It’s time to consolidate

1914

Colorado Mesa University has every reason to keep students engaged on campus. A positive social experience alone will keep some students enrolled, possibly for a full four years. More students enrolled means more money, and more money means more students can be reached to come to CMU in the first place. Over a million dollars is pumped into student organizations and events a year, and yet, the student body has no clue what event is happening on a daily basis.

It may seem that The Criterion won’t stop harping on event attendance and campus participation. However, this is merely because these are both complex issues with more than one root cause. While we’ve addressed the administration’s role, the students’ role and even our own role as your campus newspaper in contributing to this problem, there is also a simpler solution to consider.

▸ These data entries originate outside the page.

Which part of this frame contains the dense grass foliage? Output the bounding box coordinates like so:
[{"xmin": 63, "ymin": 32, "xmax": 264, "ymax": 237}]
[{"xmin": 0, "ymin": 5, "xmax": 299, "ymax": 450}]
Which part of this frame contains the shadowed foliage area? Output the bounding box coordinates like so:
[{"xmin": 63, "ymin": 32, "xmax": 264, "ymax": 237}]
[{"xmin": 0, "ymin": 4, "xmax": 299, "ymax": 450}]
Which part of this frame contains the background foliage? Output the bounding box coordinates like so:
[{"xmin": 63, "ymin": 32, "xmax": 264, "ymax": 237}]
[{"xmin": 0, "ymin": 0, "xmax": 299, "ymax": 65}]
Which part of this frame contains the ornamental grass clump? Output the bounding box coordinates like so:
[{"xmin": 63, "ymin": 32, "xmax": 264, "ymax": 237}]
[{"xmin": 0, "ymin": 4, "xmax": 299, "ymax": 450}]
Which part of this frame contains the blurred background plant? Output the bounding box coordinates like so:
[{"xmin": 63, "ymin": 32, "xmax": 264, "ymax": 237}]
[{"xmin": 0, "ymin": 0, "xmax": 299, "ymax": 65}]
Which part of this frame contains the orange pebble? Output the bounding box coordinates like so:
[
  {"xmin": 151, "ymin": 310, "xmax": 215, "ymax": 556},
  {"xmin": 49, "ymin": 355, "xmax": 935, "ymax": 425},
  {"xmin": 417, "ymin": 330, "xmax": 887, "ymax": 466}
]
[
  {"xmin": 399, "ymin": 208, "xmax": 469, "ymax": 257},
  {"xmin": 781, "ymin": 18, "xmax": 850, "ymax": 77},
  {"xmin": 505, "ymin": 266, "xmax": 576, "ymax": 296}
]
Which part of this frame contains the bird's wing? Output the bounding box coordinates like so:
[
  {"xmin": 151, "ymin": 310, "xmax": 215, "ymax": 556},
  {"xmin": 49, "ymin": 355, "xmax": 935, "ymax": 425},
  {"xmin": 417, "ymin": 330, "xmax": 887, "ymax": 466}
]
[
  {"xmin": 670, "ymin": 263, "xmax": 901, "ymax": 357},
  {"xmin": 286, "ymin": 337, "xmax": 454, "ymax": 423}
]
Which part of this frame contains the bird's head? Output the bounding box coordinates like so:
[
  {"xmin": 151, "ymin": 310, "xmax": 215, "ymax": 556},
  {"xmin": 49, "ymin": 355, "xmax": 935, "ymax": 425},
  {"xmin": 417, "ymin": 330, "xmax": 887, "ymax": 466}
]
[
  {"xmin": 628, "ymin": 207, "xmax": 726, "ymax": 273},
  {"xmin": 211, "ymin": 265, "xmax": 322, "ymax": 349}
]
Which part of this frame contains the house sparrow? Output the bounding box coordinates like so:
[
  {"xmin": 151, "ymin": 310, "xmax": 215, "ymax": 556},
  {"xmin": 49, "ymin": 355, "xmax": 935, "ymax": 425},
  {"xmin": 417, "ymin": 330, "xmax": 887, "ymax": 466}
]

Is it possible that more students don’t attend events because they don’t know they’re happening in the first place?

CMU has a couple of outlets regarding campus events, including the Stall Street Journal and flyers. Some of these student events also appear on Facebook, though most are difficult to find and involve a concentrated search of weekly events. And now that CMU has discontinued the distribution of physical event calendars on campus, what are students to do?

Both Student Life and Associated Student Government have made it clear they believe clubs and other campus organizations work hard to put on events for the students. But, what good are these events if they’re not just inadequately advertised, but also missing from the CMU main website calendar?

The website calendar includes a few events, usually from the Programming Activities Council (PAC), but the majority of this calendar is dedicated to academic deadlines. This information is certainly useful, but it doesn’t do anything to help with the fact that students on campus seem to be generally uninformed regarding what club events are out there.

If one wants to find out when athletic games are, they are encouraged to visit the CMU Mavericks Facebook page, and that page does not even include last Saturday’s home football game. Athletics also has a calendar on their site, but does not label games by sports, so only those up-to-date on games can decipher it.

In order to support CMU’s performing arts, they will either have to find their Facebook page and get the details, or search for the relevant pages on the university website. Currently, no performances are advertised on the university’s main calendar.

Possibly the most inclusive and up-to-date calendar with regard to student-run events is on Orgsync. But, no one other than organization leaders is likely to use this platform. The general student demographic does not, and will not, take the time to login to a separate page just to see what’s going on around campus. This calendar can also be found on the Student Life page on the university website.

There’s an easy solution to this headache: a consolidated, accessible calendar that contains departmental, club, organization and athletic events.

If a calendar such as this was linked to the school’s website directly, students could go to one place to find out when the football game is, what time the ASG tailgate before it starts and if PAC is putting on a movie night later that evening or not. When looking for one event, students could stumble upon others.

The current calendar system feels as disconnected as the student body itself. A PAC event could and should be found in the same place as a theatre performance and a volleyball game. Students should not have to like multiple Facebook pages and search various pages on the university website to become an engaged Maverick. If the university wants to keep students in the know, in the seats at games and performances, and at CMU, they need to consolidate.